Она ушла, не дожидаясь ответа. Очевидно, спрашивала не меня, а себя.

Я подошел к окну. В наступающих сумерках я с трудом различал ее фигуру. Марта медленно шла по заметенной снегом тропинке. Вот она убыстрила шаг и наконец побежала. Вскоре ее фигура растаяла в снежной мгле.

Я был взволнован. Даже не помню, что я делал. Оделся, пошел в село, с кем-то о чем-то говорил. Домой вернулся поздно и сразу заметил: вешалка пуста, Марты нет дома. Это меня обеспокоило.

Бесконечно тянулось время. Наконец я не выдержал и пошел к железнодорожной будке.

Горы застыли безмолвные, хмурые, словно в предчувствии надвигающейся беды. Мягкий голубоватый свет заливал все, и это голубое молчание вызывало мысль о бесконечности и бессмертье.

Вот наконец и железнодорожная будка. Здесь Петро Варга встречает и провожает свои поезда. И, открывая дверь, я подумал о том, что эта будка, затерянная в снегах, не так уж безвестна – рука Петра ежедневно прощупывает одну из важнейших железнодорожных артерий страны.

Я вошел в будку. Первое, что я увидел, был брошенный на пол железнодорожный фонарь. Маленький огонек боязливо мигал и чадил. Бледный, прыгающий свет освещал Марту. Она склонилась над Петром, лежащим на скамье, ее растрепанные волосы почти скрывали его лицо, и я видел только безжизненно повисшие руки.

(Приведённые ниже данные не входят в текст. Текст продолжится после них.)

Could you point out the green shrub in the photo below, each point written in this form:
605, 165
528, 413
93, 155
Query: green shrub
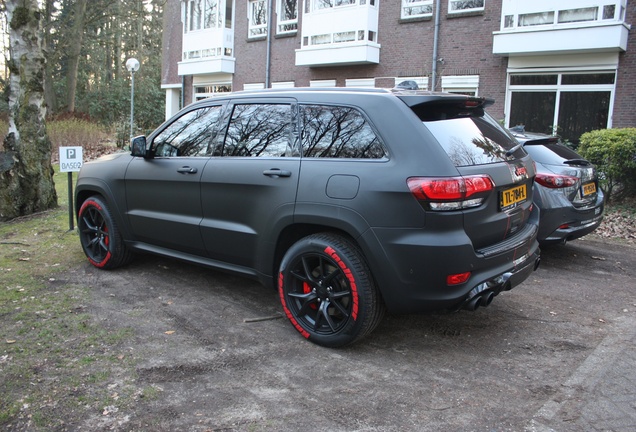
613, 151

Она что-то шептала ему или о чем-то спрашивала? Что здесь произошло? Ноги мои онемели. Внутри все задрожало.

– Петро! Слышишь меня, Петро? Прости! – расслышал я наконец слова Марты, голос ее срывался. И вдруг крошечную каморку заполнил отчаянный вопль.

Петро не двигался. Он был мертв. Но что же случилось?

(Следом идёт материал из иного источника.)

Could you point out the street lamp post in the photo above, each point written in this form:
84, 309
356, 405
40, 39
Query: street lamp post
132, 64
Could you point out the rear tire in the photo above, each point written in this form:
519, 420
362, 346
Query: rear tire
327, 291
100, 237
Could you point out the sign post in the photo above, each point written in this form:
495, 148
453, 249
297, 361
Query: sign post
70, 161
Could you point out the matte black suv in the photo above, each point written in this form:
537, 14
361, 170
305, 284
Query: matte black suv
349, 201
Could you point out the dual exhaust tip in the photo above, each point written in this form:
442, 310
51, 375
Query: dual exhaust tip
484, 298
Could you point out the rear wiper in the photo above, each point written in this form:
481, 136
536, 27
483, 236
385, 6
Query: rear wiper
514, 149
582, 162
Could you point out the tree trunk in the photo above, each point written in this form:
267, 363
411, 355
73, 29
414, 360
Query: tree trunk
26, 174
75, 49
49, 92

Марта казалась страшна в своем отчаянии.

Я не помню, о чем я ее расспрашивал, помню только, как в тишине, словно опадающие листья, шелестели еле слышно слова:

– На дворе… в снегу порвались провода… Он умирал… Электрический ток, а может быть, сердце… Я внесла его… Он уже не дышал… Если бы врач… Я не могла его оставить…

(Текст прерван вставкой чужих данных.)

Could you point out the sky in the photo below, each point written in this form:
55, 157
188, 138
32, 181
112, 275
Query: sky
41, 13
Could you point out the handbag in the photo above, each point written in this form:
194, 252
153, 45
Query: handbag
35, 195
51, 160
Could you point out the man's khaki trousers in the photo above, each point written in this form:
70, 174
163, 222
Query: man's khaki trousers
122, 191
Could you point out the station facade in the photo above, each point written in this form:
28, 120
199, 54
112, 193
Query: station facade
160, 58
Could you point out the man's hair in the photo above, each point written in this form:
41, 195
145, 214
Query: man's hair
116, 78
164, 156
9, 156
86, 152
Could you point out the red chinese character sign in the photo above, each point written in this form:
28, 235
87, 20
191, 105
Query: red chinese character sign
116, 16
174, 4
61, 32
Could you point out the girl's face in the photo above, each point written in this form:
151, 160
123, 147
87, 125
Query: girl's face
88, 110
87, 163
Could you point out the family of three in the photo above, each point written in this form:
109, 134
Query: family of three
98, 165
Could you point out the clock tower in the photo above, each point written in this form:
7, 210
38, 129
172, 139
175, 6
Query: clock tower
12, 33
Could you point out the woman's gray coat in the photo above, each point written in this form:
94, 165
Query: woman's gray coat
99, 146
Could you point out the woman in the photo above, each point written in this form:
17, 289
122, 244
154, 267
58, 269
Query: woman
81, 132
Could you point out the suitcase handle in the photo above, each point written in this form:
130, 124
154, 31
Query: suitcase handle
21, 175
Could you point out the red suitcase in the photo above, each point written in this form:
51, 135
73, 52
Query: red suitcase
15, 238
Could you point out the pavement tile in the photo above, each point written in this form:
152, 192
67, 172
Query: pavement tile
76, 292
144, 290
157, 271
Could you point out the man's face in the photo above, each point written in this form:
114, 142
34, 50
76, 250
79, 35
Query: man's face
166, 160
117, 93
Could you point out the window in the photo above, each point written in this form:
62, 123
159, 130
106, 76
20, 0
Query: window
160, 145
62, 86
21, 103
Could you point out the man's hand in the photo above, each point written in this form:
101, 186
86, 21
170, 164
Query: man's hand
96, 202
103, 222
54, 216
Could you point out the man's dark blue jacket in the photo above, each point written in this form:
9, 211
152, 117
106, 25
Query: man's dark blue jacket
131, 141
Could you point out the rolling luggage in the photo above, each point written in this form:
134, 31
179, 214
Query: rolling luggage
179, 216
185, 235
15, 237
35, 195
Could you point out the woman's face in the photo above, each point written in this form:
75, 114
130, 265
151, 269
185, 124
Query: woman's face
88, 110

Тусклый язычок пламени продолжал боязливо мигать.

– Пуговицу… Пуговицу я ему так и не пришила! Целый день… бедный… мерз…

И вдруг, точно ее полоснули по сердцу чем-то острым, вскрикнула:

– О-о-о! Это я, я во всем виновата!

– Вы с ума сошли, Марта! – крикнул я.

Или только хотел крикнуть?

– Уже поздно? – она рванулась ко мне, словно впервые заметив мое присутствие… – Уже всегда будет… так? Нет! Этого не может быть! – Она умолкла, но тишина была страшнее воплей.

Где-то совсем близко, разрывая напряженную тишину комнаты, раздался паровозный гудок. Приближался поезд.

Несколько секунд Марта сидела без движения. Поезд стучал все ближе, ближе, тоненько дребезжали оконные стекла. И тогда Марта, последний раз взглянув на Петра, схватила фонарь и выбежала из сторожки.

Комната погрузилась во тьму. Я стоял возле Петра, не в силах двинуться с места.

«Ты называешь себя разведчиком и знатоком человеческих душ. Ты жил среди этих людей. Что ты сделал, чтобы помочь им? А им нужен был совет. Они заплутались в сложном лабиринте жизни. Ты даже не поговорил с Петром, потому что в этот момент упала ничтожная страничка твоей рукописи…»

Эта мысль жгла мозг, не давала дышать.

Всю ночь с грохотом проносились поезда. И машинисты с удивлением провожали взглядом незнакомую женщину, безмолвно стоявшую на морозе с фонарем в руке.